O anteprojeto do novo Código Civil, elaborado por uma comissão de juristas convocada pelo presidente do Senado, Rodrigo Pacheco, e prestes a ser tramitado na Casa, suscita preocupações significativas quanto à potencial fragilização do poder parental em prol de agendas ideológicas. Embora não haja menção explícita a ideologias de esquerda, alguns dispositivos são interpretados por juristas como abrindo brechas para atuação ideológica de juízes, membros do Ministério Público e conselheiros tutelares, que possam ter interesse em subverter o conceito de família.
Um dos pontos de preocupação reside na introdução do conceito de "autonomia progressiva" de crianças e adolescentes, conforme estipulado em um novo artigo que dispõe: "É reconhecida a autonomia progressiva da criança e do adolescente, devendo ser considerada a sua vontade em todos os assuntos a eles relacionados, de acordo com sua idade e maturidade."
Para juristas, a expressão "autonomia progressiva" abre espaço para interpretações amplas e subjetivas. "Trata-se de indivíduos em desenvolvimento, frequentemente carentes de experiência de vida para tomarem decisões sobre seus próprios interesses. Reconhecer essa autonomia progressiva e recorrer a expressões vagas parece imprudente", destaca o advogado Venceslau Tavares Costa Filho, professor de Direito Civil da Universidade de Pernambuco.
Outra preocupação advém da ambiguidade da expressão "violência psíquica", presente no artigo 1.638 do relatório da comissão de juristas.
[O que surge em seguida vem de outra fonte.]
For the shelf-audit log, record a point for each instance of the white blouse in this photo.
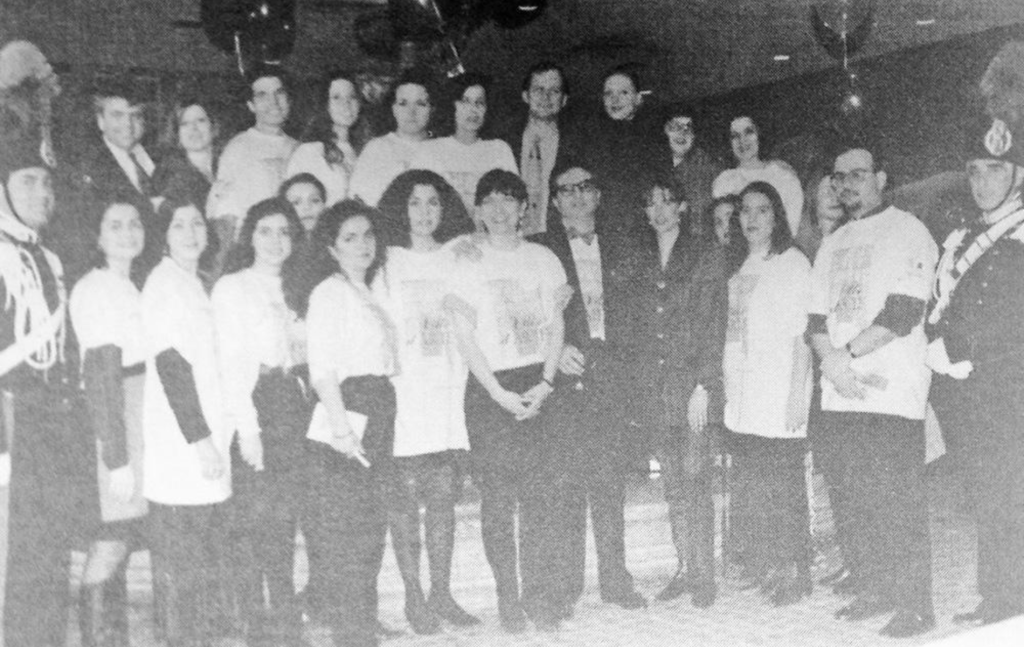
(308, 158)
(768, 304)
(255, 329)
(177, 314)
(431, 388)
(107, 309)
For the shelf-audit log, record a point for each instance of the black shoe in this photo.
(679, 585)
(833, 577)
(628, 600)
(792, 590)
(449, 610)
(704, 594)
(906, 623)
(865, 606)
(566, 610)
(846, 586)
(970, 617)
(386, 632)
(512, 616)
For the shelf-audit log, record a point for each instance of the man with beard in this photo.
(870, 283)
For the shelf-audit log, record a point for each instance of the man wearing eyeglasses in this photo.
(540, 140)
(870, 284)
(588, 418)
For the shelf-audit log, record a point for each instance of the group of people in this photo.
(329, 336)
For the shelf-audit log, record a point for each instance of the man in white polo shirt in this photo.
(870, 284)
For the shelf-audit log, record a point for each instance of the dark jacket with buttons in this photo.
(678, 318)
(983, 320)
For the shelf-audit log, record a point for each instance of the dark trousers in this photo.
(769, 488)
(884, 478)
(349, 524)
(41, 522)
(984, 416)
(691, 507)
(186, 541)
(429, 478)
(264, 509)
(509, 467)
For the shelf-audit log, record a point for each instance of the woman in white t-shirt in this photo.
(261, 350)
(186, 473)
(766, 369)
(744, 137)
(351, 352)
(105, 310)
(507, 309)
(464, 157)
(384, 158)
(421, 213)
(334, 138)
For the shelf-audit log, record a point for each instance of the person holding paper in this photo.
(766, 372)
(351, 350)
(261, 344)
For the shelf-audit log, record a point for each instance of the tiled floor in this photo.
(737, 617)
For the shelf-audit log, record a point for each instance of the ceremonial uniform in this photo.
(42, 445)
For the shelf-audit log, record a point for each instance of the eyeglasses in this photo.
(583, 186)
(856, 175)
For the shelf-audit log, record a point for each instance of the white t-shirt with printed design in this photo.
(431, 388)
(856, 268)
(462, 165)
(768, 301)
(514, 294)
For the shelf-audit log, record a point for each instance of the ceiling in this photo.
(702, 47)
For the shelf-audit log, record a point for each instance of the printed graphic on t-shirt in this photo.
(847, 277)
(425, 322)
(519, 316)
(739, 299)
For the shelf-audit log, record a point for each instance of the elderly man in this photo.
(871, 281)
(979, 391)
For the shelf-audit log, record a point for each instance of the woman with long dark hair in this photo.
(351, 349)
(766, 368)
(412, 102)
(261, 344)
(105, 309)
(334, 138)
(422, 212)
(186, 474)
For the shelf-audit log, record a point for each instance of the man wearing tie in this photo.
(540, 140)
(586, 457)
(119, 164)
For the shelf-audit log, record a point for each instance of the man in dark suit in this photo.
(539, 139)
(678, 318)
(588, 419)
(118, 164)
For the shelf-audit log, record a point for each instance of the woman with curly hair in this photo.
(351, 350)
(422, 212)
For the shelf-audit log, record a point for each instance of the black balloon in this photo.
(260, 31)
(515, 13)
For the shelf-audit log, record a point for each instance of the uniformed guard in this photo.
(36, 405)
(978, 349)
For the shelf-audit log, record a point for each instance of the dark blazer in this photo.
(101, 176)
(678, 317)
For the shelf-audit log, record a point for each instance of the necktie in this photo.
(587, 238)
(144, 185)
(532, 175)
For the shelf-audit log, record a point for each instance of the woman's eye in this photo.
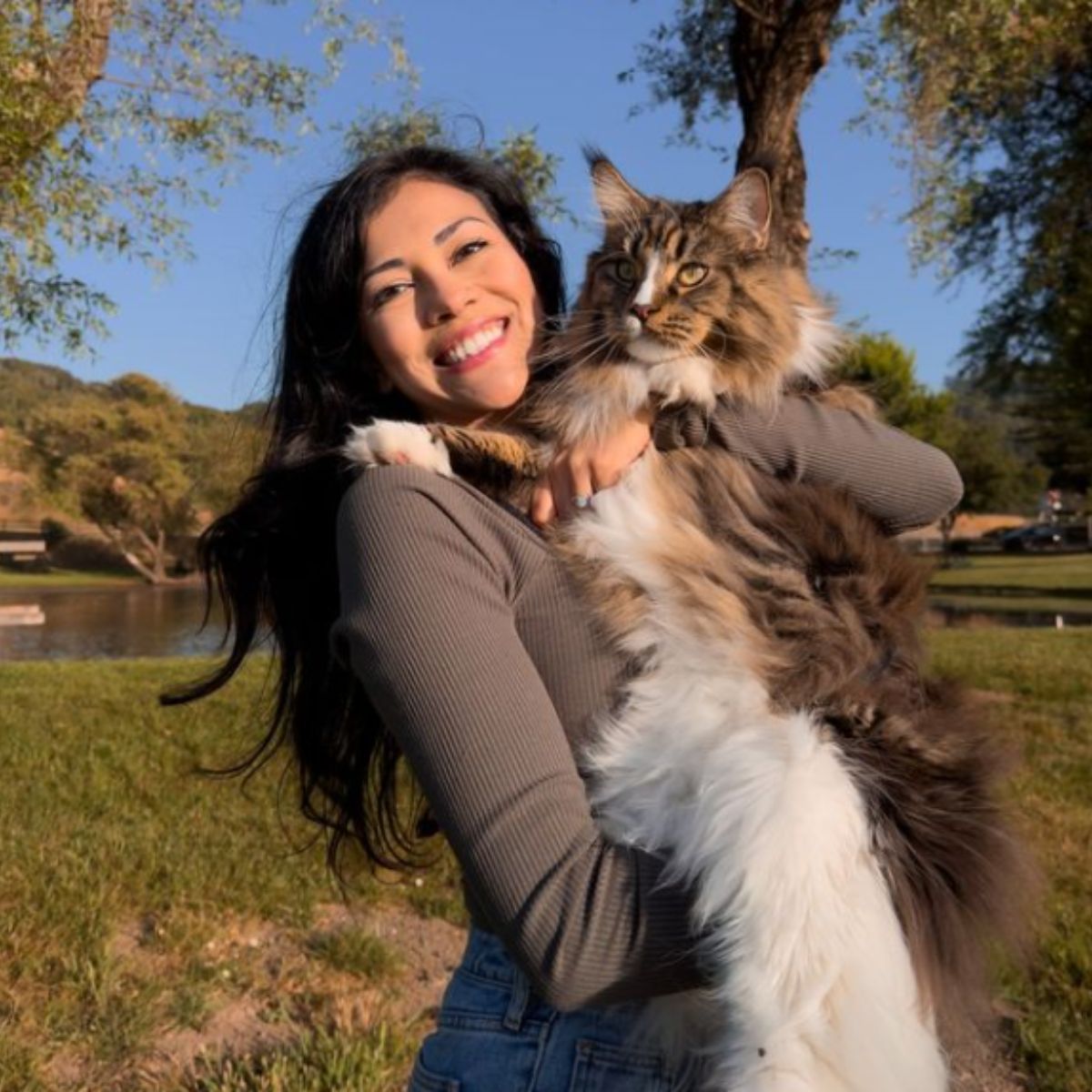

O dispositivo estabelece que perderá o poder familiar o pai ou a mãe que:
"Submeter o filho a qualquer tipo de violência, de modo a comprometer sua integridade física, moral ou psíquica."
"Seria necessário definir o que caracteriza violência psíquica, violência moral, para aplicar esse tipo de sanção aos pais", argumenta Costa Filho. "O texto proposto parece deixar em aberto a interpretação, o que pode gerar incerteza e litígio."
Um ponto de discordância substancial é o inciso do artigo 1691 proposto pelo advogado Flavio Tartuce, um dos relatores da proposta, que não foi acatado pela outra relatora, Rosa Nery. O dispositivo afirma:
"Ao término da autoridade parental os filhos podem, no prazo de dois anos, exigir de seus pais a prestação de contas da administração que exerceram sobre os seus bens, respondendo os pais por dolo ou culpa, pelos prejuízos que sofreram."
Juristas veem nesse texto uma brecha para que, quando alcancem a maioridade, alguns filhos demandem dos pais uma prestação de contas pela forma como administraram seus bens. Essa inovação é especialmente preocupante em casos em que os pais tenham decidido antecipar a herança aos filhos.
Para a advogada Regina Beatriz Tavares da Silva, presidente da Associação de Direito de Família e das Sucessões (Adfas) e doutora em Direito Civil pela USP, o dispositivo parece inspirado no caso da atriz Larissa Manoela, e é preocupante por seu potencial de incentivar conflitos judiciais entre pais e filhos.
Costa Filho também enxerga o risco de que o dispositivo proposto por Tartuce prejudique as relações familiares. "É uma regra que estimula a litigiosidade entre pais e filhos. Eu não acho uma regra bem-vinda. Se outra pessoa administra um patrimônio que é meu, já existe a ação de prestação de contas para isso. Realmente não entendo por que prever esse direito especificamente para os filhos em relação aos pais. Isso termina estimulando a litigiosidade, o que não é interessante, especialmente num contexto como o de hoje, em que o Judiciário e o CNJ estimulam tanto a pacificação, a autocomposição e o diálogo entre as partes para reduzir a intervenção do Estado nas relações privadas", comenta.